Nagamani Manubai, Szymajda Alexandria, Sepilian Vicken, Urban Randall J, Gilkison Charles
Department of Obstetrics and Gynecology, University of Texas Medical Branch, Galveston, Texas 77555-0587, USA.
Fertil Steril. 2008 Mar;89(3):614-9. doi: 10.1016/j.fertnstert.2007.03.083. Epub 2007 Jun 25.
To investigate the effect of raloxifene on insulin sensitivity, beta-cell function, hepatic insulin clearance, and glucose tolerance in postmenopausal women.
Prospective study.
University of Texas Medical Branch at Galveston, Texas.
PATIENT(S): Twenty normal postmenopausal women.
INTERVENTION(S): An oral glucose tolerance test (OGTT) was performed on all study participants before and after treatment with 60 mg of raloxifene daily for 3 months. Blood samples were obtained at baseline and 1, 2, and 3 hours after 75-g oral glucose administration for measurement of glucose, insulin, proinsulin, and c-peptide levels. Insulin tolerance test (ITT) and euglycemic clamp studies were also performed before and after treatment.
MAIN OUTCOME MEASURE(S): Glucose and insulin area under curve (AUC) were calculated. The c-peptide to insulin ratio was determined to assess hepatic clearance of insulin. The homeostasis model assessment (HOMA) was used to calculate the index of insulin resistance (HOMA-IR) and beta-cell function (HOMA-%beta). Insulin sensitivity was assessed by insulin tolerance test and glucose infusion rate (GIR) during euglycemic clamp studies.
RESULT(S): There was no change in fasting or AUC glucose levels. Fasting insulin levels were not statistically significantly different, but the insulin levels at 2 hours and insulin AUC were higher after treatment compared with before treatment. Proinsulin, c-peptide levels, and HOMA-%beta did not change.

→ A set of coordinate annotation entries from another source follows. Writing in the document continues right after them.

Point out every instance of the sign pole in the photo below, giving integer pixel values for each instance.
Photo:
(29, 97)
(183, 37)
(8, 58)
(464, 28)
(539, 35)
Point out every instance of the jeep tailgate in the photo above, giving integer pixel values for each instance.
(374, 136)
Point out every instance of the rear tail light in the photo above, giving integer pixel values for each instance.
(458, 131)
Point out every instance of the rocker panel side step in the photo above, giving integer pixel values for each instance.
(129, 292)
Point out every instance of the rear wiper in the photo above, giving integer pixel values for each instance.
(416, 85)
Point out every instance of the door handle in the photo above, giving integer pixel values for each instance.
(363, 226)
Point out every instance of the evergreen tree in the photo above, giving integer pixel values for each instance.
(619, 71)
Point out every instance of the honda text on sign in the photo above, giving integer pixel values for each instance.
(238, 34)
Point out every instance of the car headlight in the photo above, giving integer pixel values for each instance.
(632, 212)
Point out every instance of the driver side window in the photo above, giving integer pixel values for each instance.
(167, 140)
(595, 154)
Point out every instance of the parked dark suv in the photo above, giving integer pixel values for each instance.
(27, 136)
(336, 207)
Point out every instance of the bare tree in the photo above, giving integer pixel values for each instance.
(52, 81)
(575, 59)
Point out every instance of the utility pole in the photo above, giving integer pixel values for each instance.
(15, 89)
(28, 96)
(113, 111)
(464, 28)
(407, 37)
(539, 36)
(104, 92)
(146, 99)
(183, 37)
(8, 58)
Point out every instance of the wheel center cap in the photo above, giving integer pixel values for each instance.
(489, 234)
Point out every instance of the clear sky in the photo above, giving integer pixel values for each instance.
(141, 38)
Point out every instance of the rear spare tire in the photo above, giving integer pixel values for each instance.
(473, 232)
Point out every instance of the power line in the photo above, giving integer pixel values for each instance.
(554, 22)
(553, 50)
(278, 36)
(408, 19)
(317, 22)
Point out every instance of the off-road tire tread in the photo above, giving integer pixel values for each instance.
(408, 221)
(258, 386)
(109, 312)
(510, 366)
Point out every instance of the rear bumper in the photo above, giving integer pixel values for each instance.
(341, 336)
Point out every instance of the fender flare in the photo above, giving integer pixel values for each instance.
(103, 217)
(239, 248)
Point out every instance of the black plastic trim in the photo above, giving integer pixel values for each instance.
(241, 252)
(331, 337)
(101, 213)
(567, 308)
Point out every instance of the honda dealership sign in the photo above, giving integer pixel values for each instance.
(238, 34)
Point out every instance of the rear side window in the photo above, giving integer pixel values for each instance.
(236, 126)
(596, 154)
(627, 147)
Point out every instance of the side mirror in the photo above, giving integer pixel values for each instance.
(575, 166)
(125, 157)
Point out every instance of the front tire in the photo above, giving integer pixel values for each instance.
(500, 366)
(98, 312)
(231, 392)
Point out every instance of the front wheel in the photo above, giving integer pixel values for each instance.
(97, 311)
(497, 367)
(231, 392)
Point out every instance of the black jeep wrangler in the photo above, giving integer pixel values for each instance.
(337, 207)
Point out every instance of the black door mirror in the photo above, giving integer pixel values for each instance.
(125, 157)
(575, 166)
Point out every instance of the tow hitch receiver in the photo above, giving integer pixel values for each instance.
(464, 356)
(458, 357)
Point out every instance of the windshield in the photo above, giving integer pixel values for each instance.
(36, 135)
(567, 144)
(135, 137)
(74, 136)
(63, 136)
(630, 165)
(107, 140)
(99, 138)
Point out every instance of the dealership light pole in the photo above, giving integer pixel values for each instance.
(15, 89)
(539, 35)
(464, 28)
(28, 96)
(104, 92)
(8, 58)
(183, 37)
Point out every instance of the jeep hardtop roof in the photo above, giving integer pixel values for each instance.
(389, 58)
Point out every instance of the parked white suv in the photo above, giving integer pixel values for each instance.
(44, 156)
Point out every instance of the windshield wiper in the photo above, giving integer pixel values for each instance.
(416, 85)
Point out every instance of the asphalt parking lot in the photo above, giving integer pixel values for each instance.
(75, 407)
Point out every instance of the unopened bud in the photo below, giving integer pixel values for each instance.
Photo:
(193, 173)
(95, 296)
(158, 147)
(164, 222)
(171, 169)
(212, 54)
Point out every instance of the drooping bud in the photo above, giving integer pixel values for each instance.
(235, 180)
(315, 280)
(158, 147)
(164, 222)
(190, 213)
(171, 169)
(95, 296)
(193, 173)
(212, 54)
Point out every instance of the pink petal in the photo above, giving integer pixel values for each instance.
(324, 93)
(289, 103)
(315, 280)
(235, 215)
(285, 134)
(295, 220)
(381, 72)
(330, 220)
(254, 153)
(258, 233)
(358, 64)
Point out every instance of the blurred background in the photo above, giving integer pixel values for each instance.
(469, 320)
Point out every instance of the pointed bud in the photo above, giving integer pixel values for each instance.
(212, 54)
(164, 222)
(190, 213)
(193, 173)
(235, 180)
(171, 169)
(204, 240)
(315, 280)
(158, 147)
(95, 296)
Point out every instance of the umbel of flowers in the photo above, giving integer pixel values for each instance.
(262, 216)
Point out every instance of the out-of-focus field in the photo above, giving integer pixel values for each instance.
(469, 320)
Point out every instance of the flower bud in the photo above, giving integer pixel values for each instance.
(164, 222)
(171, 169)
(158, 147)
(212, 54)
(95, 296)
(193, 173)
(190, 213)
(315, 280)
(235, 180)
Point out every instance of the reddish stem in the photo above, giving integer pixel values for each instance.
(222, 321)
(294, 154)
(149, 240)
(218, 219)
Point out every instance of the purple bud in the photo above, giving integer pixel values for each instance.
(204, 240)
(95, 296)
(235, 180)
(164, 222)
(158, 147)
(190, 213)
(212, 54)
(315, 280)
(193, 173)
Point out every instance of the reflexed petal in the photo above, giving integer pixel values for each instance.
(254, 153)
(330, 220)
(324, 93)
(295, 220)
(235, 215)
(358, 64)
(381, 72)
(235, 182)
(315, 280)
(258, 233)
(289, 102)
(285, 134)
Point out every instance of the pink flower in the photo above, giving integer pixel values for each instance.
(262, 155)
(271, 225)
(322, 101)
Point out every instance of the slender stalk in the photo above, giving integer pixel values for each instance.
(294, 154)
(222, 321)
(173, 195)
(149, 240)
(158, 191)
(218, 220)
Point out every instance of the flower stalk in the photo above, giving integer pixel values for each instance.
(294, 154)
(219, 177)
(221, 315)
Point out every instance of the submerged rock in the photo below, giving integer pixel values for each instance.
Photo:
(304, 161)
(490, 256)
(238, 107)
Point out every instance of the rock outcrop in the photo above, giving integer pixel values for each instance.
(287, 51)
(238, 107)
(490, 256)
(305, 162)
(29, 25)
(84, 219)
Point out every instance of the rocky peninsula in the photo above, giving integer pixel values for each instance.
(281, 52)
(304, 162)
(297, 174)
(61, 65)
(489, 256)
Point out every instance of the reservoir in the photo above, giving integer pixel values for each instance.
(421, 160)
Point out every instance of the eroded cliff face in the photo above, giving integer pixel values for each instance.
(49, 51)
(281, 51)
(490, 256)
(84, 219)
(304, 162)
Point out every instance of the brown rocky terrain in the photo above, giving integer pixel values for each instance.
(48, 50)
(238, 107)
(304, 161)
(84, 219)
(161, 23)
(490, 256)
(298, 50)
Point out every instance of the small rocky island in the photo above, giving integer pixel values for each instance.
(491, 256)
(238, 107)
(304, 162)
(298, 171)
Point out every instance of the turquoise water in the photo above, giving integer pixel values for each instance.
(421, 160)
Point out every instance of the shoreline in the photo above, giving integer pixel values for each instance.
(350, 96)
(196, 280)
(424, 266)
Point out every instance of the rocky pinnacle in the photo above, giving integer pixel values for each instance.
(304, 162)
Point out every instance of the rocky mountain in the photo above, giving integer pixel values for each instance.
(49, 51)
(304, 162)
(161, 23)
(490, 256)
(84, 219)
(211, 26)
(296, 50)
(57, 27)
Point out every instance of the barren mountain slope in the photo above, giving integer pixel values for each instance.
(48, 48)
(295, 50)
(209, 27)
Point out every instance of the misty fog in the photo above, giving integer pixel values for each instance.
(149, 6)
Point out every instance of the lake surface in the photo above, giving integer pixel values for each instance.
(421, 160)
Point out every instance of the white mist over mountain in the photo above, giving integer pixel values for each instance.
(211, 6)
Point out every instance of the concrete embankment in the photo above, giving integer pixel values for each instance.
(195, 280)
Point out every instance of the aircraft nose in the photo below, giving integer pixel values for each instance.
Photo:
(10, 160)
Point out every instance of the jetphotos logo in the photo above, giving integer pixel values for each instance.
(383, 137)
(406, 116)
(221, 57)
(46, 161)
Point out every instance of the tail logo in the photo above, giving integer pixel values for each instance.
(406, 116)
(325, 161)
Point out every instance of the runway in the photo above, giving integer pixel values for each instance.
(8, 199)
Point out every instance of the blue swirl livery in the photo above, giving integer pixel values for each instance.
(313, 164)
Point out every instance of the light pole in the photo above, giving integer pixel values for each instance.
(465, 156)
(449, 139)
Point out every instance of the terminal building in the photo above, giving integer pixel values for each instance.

The c-peptide to insulin molar ratio was statistically significantly decreased after treatment. There was no change in insulin sensitivity.
CONCLUSION(S): These results indicate that raloxifene has no adverse effect on insulin sensitivity or glucose tolerance, and it does not affect beta-cell function. After glucose load, raloxifene decreases hepatic insulin extraction and thus conserves insulin, which may be beneficial to patients with decreased beta-cell reserve or those predisposed to type 2 diabetes.